Tuesday, September 30, 2014

Guest Post: Bookish Bookends from Bob and Donna Seecof

I'd like to thank Eve Kahn for her intrepid scouting of blooks. Ever since I met this ebullient N. Y. Times columnist, she has faithfully kept me in the loop on bookish matters and has scouted out numerous blooks online, at fairs and in the press. Most recently she introduced me to Bob and Donna Seecof, authors of a fascinating blog and definitive book on the history of bookends Eve's column (Sept. 19, NY Times) and a link to the Seecofs' Bookend blog are below:


Bob Seecof has put together this post on a selection of blookish bookends for your enjoyment:

We have no Blooks, but we have some bookends that incorporate books, and we will call them Blookends here.  These are not as exciting as Blooks, perhaps, but they are infectious to Blookend collectors. so beware:



1.  Nude on Book. These would be blooks if the nude were concealed within the book, but she is proudly perched on the Blookend because she is a nineteen twenties girl, newly liberated by the feminist movement of her day.





2. Elephant and Books. It is not possible to conceal an elephant in a book, but these are metal replicas of very small books from the Little Leather Library which was sold in the nineteen twenties and  elephants weight the Blookends.




3. Cherub and Butterfly. There is a book in the cherubs left hand.  The red book behind the cherub is meant to support books on a shelf.




4.  Devoted Monk. Monks are a favorite subject for Arts and Crafts style bookends.  This monk reads a book, probably the Bible.  He must be of a mendicant order because he has no shoes.





5.  Mission Padre. These Biookends commemorate the California Spanish Missions that were founded by members of the Dominican and Franciscan orders in the eighteenth and nineteenth centuries.  The book below each padre is open to facing pages showing California woodlands and a California mission.

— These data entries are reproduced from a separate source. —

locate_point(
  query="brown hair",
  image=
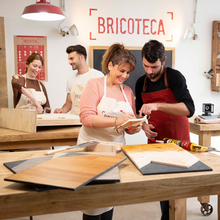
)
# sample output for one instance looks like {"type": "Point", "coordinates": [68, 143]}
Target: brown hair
{"type": "Point", "coordinates": [77, 48]}
{"type": "Point", "coordinates": [117, 54]}
{"type": "Point", "coordinates": [32, 57]}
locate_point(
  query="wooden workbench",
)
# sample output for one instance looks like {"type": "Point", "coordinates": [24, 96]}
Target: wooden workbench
{"type": "Point", "coordinates": [44, 137]}
{"type": "Point", "coordinates": [205, 132]}
{"type": "Point", "coordinates": [18, 200]}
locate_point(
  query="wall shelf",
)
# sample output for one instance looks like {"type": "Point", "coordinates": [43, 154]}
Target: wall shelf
{"type": "Point", "coordinates": [215, 56]}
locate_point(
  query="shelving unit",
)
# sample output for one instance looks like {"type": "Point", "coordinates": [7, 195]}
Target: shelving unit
{"type": "Point", "coordinates": [216, 56]}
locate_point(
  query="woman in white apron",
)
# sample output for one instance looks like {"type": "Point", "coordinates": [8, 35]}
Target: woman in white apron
{"type": "Point", "coordinates": [29, 92]}
{"type": "Point", "coordinates": [101, 105]}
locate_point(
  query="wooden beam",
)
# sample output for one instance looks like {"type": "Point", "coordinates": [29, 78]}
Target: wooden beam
{"type": "Point", "coordinates": [18, 119]}
{"type": "Point", "coordinates": [3, 72]}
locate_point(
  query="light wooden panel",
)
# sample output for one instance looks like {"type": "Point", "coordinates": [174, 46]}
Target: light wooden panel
{"type": "Point", "coordinates": [57, 119]}
{"type": "Point", "coordinates": [18, 119]}
{"type": "Point", "coordinates": [168, 154]}
{"type": "Point", "coordinates": [3, 72]}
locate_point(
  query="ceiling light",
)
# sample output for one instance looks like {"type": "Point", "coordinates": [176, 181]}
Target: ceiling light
{"type": "Point", "coordinates": [43, 11]}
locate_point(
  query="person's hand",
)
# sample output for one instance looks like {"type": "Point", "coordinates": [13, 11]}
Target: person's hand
{"type": "Point", "coordinates": [146, 109]}
{"type": "Point", "coordinates": [39, 108]}
{"type": "Point", "coordinates": [58, 110]}
{"type": "Point", "coordinates": [148, 129]}
{"type": "Point", "coordinates": [124, 118]}
{"type": "Point", "coordinates": [135, 129]}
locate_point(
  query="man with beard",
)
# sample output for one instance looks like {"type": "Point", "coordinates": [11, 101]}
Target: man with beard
{"type": "Point", "coordinates": [76, 83]}
{"type": "Point", "coordinates": [162, 94]}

6.  Scopes Monkey. In 1925 John Thomas Scopes was convicted of teaching evolution to High School students in a trial given national publicity.  This forlorn chimpanzee is reading a book inscribed Essays in Evolution.



7.  Darwin’s Ancestor. This ape sits on three books, labeled from top to bottom:  History, New Testament, and Old Testament.  His book is inscribed Origin of Species by Ch. Darwin.




8.  Hiawatha. Arts and Crafts-style bookends sometimes displayed titles or passages from classic books.  Here we have passages from Henry Wadsworth Longfellow’s epic poem-Hiawatha with accompanying pine boughs and pine cones.  




9.  Gerdago Girl. This  lady is dressed for reading deco literature.